About Us
Microbiology Consultant
There are a number of Microbiology Consultants with much in the way of theoretical knowledge, not many of whom have spent much time lately in the trenches of day-to-day testing, evaluation and investigation of microbiology data.
MicroGuard Consulting, LLC was formed to fill the need for expertise in the field of Pharmaceutical Microbiology that comes from a long and recent immersion in the testing of raw materials, excipients, in-process materials, down-stream process intermediates and finished products for sterile and non-sterile dosage forms.
The Principal Microbiology Consultant, Robert F. Guardino, comes from a deep and varied career in Biotechnology, Microbial Diagnostics, and Pharmaceuticals. MicroGuard Consulting offers practical solutions to microbiology contamination, control and compliance issues faced by Pharmaceutical and Biotechnology Companies.
Principal Consultant Biography
Robert F. Guardino, M.S.
Principal Microbiology Consultant
MicroGuard Consulting, LLC
4837 Wedgefield Drive
Wilmington, NC 28409
(Cell) 910-616-0066
E-mail: rfg@microguardconsulting.com
Mr. Guardino is the founder and principal microbiology consultant for MicroGuard Consulting, LLC. MicroGuard exists to assist the Pharmaceutical and Biotechnology industries with microbiological compliance and contamination and control issues.
Education & Training
Prior to this role Mr. Guardino served as the Director of the Microbiology Lab for AAIPharma Services Corp. where he managed a full-service contract Microbiology Laboratory in support of the Pharmaceutical and Biotechnology industries. In this role Mr. Guardino interacted with many clients and client companies offering consulting and testing services.
After earning a Master of Science Degree from the University of Buffalo in Medical Technology with a concentration in Microbiology, he performed research in Microbiology and Biotechnology for several years and supervised an industrial microbiology lab for five years.
Mr.
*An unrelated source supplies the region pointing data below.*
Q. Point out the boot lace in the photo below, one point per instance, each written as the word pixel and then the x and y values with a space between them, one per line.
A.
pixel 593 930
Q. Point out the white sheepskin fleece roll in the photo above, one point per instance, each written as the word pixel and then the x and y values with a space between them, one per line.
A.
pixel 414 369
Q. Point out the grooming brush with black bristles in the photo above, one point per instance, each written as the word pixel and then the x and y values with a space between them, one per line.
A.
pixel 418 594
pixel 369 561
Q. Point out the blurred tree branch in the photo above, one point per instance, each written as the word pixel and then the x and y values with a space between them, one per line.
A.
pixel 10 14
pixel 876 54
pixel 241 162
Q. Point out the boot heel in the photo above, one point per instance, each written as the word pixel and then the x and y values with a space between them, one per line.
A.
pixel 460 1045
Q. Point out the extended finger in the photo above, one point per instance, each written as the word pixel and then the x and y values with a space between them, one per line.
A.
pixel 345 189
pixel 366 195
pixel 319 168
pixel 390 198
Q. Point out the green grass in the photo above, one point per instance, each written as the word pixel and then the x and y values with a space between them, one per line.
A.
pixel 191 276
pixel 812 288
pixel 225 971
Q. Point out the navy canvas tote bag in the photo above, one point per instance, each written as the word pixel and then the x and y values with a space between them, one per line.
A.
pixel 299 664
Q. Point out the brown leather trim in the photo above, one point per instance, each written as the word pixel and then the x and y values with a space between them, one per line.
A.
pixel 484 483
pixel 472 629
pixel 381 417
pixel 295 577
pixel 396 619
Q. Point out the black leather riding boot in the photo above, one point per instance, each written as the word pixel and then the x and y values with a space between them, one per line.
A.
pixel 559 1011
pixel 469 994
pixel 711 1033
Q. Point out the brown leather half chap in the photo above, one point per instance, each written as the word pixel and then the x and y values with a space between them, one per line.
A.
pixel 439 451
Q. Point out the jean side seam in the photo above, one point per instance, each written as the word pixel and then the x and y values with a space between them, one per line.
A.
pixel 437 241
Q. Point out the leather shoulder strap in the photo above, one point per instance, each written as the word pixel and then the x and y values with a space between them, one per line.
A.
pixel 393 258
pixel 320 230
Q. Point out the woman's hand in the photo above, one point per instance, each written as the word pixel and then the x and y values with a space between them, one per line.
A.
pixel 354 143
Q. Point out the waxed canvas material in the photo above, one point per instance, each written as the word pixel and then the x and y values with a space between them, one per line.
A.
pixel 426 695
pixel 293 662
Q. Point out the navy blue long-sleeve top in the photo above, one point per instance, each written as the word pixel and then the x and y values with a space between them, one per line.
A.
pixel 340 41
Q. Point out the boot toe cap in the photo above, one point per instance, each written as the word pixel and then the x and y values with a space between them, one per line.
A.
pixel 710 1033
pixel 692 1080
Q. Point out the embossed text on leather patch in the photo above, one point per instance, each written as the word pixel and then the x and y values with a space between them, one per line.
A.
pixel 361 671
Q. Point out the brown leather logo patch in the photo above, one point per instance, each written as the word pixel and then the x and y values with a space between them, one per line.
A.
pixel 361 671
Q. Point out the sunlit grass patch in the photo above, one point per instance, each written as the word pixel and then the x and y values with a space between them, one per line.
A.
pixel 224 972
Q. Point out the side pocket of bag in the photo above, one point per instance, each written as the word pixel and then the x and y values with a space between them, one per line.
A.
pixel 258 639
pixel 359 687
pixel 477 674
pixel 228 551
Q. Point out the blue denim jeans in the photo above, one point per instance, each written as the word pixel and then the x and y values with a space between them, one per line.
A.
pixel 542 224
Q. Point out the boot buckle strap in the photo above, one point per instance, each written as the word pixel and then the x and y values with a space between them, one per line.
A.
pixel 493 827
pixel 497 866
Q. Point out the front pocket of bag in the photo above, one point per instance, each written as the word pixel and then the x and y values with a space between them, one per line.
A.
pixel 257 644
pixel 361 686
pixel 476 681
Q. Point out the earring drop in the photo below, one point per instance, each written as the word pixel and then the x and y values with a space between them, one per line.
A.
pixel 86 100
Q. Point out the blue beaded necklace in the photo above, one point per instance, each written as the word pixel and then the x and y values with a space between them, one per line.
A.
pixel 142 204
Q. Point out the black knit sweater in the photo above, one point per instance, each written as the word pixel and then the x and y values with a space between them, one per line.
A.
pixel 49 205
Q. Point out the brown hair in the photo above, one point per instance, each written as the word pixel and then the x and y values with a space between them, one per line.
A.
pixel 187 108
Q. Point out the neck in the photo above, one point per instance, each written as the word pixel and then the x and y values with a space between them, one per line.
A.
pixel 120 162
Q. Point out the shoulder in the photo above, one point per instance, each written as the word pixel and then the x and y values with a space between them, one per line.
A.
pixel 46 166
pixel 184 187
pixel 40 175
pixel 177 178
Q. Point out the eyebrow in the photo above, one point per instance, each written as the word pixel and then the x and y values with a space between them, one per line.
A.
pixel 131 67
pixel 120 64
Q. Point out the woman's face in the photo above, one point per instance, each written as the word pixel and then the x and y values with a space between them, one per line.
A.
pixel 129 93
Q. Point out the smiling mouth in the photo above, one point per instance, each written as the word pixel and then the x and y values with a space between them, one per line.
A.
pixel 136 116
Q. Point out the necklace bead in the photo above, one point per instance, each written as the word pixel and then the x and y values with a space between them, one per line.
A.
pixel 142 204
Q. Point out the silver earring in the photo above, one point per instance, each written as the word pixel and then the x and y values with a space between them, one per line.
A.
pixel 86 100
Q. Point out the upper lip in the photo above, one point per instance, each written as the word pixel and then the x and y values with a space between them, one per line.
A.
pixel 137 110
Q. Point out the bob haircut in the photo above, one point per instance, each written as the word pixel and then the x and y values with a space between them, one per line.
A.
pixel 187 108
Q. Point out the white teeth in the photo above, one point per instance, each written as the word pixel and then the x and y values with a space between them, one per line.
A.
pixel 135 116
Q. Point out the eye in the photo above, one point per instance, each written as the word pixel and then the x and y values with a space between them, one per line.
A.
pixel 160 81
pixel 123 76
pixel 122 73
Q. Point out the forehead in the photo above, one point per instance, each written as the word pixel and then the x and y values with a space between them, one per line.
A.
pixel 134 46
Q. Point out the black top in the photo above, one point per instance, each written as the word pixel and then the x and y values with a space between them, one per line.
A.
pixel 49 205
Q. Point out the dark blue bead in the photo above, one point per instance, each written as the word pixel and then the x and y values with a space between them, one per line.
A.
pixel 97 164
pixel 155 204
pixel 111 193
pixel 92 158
Guardino has also held positions as a product development / quality assurance supervisor for rapid microbial diagnostic products and as a principal scientist during the development of PCR-based diagnostic products for a JNJ Company. His Quality System / Good Manufacturing Practice Regulations experience span 20 years.
Expertise
Areas of expertise include microbial contamination and control; microbial specifications for non-sterile and sterile dosage forms; drug substance, excipient, in-process and finished product microbiological testing requirements; release and stability requirements and testing strategies; down-stream / purification process contamination and control for biotechnology products; disinfectant qualification; water system and environmental validation.
He has presented seminars and workshops domestically and internationally on the theory and practice of microbiology testing, including training for FDA CDER and CBER branches.